Terence Corcoran wrote about the “peak growth theory” in the Financial Post last week. It seems that the economists predicting end of growth are basing their arguments on analysis of trends. Economic growth rates which took off after the invention of the steam engine and industrial revolution, peaked in the mid-20th century, and have been declining gradually since, particularly in the United States. If you extrapolate from the declining trend, you will come to the conclusion that economic growth will end. But in order to understand any trend and to change it, we need to look at the fundamental causes behind it.
Economists understand that innovation drives economic growth. Big innovations based on harnessing steam power, discovering electricity, the computer revolution all have spurred economic growth. But what drives innovation? That is what the “peak growth” economists are either mute or mistaken about—some blame, incredulously, neo-liberal policies of deterring innovation and economic growth.
Mr. Corcoran, however, correctly identifies that we need freedom to boost innovation and economic growth. It is competition in free markets that pushes companies to outperform each other in coming up with new, better, less expensive products and services, and more efficient processes and technologies for producing them. (This is also amply illustrated in Matt Ridley’s 2020 book: How Innovation Works: And Why It Flourishes in Freedom. It is an excellent tour of the history of innovation. I highly recommend it to anyone interested in innovation and human flourishing).

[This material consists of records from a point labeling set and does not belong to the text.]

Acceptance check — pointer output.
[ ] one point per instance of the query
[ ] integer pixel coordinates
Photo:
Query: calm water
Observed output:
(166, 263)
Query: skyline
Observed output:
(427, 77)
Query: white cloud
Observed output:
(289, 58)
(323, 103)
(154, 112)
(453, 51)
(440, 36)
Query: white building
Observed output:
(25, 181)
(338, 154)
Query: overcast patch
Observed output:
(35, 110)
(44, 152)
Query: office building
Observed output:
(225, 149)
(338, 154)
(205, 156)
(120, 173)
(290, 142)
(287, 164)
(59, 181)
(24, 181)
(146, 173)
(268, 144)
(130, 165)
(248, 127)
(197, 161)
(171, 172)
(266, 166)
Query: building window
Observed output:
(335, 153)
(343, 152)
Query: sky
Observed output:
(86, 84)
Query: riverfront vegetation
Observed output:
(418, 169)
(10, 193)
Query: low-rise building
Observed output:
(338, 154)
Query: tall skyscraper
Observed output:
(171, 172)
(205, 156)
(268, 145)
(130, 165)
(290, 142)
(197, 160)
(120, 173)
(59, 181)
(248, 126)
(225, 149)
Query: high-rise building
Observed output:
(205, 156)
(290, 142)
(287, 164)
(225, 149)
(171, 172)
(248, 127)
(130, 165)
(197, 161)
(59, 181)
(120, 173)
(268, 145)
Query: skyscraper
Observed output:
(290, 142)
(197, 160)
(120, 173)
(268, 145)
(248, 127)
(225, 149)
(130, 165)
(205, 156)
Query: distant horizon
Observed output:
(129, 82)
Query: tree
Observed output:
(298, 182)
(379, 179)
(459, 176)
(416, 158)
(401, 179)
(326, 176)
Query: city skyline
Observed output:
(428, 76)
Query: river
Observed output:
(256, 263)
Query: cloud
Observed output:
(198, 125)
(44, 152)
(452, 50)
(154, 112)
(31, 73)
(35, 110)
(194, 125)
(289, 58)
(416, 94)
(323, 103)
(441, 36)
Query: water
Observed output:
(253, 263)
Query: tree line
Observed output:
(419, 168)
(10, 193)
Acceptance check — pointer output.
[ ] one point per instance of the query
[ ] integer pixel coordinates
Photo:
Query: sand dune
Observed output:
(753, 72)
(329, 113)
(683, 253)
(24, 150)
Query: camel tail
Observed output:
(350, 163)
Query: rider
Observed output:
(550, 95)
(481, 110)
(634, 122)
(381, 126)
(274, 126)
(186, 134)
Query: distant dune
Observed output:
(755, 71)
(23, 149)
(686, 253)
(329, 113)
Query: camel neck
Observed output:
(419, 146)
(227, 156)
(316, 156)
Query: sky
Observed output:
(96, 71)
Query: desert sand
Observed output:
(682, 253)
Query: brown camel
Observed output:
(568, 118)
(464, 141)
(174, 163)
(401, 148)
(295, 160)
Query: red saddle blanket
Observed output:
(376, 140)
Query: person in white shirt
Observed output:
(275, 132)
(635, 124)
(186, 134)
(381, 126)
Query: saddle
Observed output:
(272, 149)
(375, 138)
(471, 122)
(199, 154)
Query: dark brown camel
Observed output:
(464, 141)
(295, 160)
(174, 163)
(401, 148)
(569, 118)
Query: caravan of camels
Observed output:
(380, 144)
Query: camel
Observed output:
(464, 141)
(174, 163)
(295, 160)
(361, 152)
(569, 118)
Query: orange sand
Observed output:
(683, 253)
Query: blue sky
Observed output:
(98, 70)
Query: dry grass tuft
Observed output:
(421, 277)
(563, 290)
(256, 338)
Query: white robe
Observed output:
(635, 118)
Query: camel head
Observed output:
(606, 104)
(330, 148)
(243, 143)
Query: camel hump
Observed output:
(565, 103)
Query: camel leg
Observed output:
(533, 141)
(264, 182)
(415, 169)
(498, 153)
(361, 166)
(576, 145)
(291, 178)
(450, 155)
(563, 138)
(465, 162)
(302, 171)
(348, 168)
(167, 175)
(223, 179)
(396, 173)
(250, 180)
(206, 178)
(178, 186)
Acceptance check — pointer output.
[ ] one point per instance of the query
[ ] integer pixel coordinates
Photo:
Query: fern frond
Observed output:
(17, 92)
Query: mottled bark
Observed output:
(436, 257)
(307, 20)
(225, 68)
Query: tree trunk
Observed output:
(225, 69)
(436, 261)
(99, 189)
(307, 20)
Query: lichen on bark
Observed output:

Have you ever wondered why the rate of innovation is so much higher in consumer electronics and computer industries, than say, in health care? The first two are not strangulated with government regulations, the third one is. Overall, there has been less economic freedom in the U.S. since the (arguable) peak of growth and more government involvement and spending (witness the size of the U.S. deficit)—thus less innovation and growth. The economies liberalizing their markets—China, India—are witnessing growth.
But freedom, while a requirement of innovation and therefore economic growth, is not a fundamental cause. The fundamental engine of innovation—which can only run on the condition of freedom—is the greatest natural resource of all: the human mind. It is the first-handed adherence to reality that enabled the creation/harnessing and commercial production of the steam engine, electricity, computers, and all the modern innovations that stem from them. Only to the extent that we continue to use reason—to adhere to reality through observation and logic, and integrate what we acquire with the rest of our knowledge—can we come up with innovative solutions that contribute to economic growth.
Based on his brilliant analysis of today’s culture (from philosophy to physics to literature to education) in his new book, The DIM Hypothesis: Why the Lights of the West Are Going Out, philosopher Leonard Peikoff observes the end, or diminishing, of reason. He predicts the decline of the Western civilization—unless we change course and embrace reason again.
Choosing reason over evasion, mysticism, or any other form of irrationality (and ensuring that rational education is available to the young) is our first task in encouraging innovation. Fighting for freedom in every realm from education to markets is the second.